Cadwgan ab Owain (died 951) was a joint king of Glywysing in Wales of the High Middle Ages along with his brother Gruffydd. His other brother Morgan ruled in Gwent.

Cadwgan the son of Owain ap Hywel (Glywysing) and Elen ferch Rhodri (born c. 850). He was a grandson of Hywel ap Rhys (Glywysing), who united and ruled the Kingdom of Glywysing in south east Wales at the end of the 9th century. He had two known brothers. Morgan ab Owain, also known as Morgan Hen (the Old), Morgan ab Owain of Gwent and also as Moragn Hen Fawr, king of Morgannwg, died in 974. Morgan ruled Gwent from c. 930 and Morgannwg from AD 942 to 974. He earned his nicknames for his unusual longevity in the wartorn era of tenth century Wales. The second brother Gruffydd ab Owain (died c. 935 of unknown causes), and ruled as joint kings of Glywysing with Cadwgan.

Cadwgan succeeded his father, Owain c. 930 as king in Gwysing, alongside Gruffydd. Morgan started his rule at the same time.

Gruffydd's death was recorded in the Annals of Wales. Phillimore's reconstruction of the dates places the entry in AD. 935. Afterwards, Cadwgan seems to have ruled alone as King of Glywysing until his own violent death c. 951.

Cadwgan's murder "by the Saxons" was recorded in the Annals of Wales. Phillimore's reconstruction of the dates places the entry in AD 951.

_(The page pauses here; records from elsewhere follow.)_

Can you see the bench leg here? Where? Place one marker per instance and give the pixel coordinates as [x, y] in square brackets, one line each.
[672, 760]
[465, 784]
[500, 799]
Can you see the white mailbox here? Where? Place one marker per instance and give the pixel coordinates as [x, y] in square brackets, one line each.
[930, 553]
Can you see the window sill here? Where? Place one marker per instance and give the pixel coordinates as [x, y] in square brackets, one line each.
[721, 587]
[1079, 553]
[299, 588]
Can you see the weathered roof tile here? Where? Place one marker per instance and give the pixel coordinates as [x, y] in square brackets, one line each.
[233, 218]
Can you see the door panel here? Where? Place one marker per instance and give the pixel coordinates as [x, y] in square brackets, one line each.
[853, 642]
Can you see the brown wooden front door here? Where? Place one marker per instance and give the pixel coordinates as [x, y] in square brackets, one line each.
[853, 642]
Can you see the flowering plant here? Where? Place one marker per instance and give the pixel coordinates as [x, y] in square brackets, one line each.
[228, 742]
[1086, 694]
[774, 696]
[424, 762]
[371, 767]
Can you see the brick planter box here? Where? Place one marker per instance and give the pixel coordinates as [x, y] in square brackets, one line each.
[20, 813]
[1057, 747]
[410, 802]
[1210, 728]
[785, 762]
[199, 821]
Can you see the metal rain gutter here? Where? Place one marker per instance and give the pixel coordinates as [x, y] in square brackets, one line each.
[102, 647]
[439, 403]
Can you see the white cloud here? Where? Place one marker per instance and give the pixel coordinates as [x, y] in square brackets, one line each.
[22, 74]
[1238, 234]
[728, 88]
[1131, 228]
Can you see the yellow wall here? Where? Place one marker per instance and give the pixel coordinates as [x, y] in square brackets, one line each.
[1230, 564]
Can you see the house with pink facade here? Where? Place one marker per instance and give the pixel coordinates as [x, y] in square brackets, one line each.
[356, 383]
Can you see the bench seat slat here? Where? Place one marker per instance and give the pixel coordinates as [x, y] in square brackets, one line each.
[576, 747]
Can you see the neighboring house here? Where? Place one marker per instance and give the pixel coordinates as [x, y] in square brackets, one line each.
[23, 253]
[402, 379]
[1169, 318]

Following his brothers' deaths, Morgan absorbed their kingdom into his and united the former kingdoms of Gwent and Glywysing in 942 under the name of Morgannwg. Morgan paid homage to the English kings as a form of protection and is recorded as witnessing royal charters for Kings Æthelstan, Eadred and Eadwig.

His murder "by the Saxons" was also recorded in the Annals of Wales. Phillimore's reconstruction of the dates places the entry in AD 951. Afterwards, the kingdoms of Gwent and Glywysing were united under his brother Morgan as Morgannwg.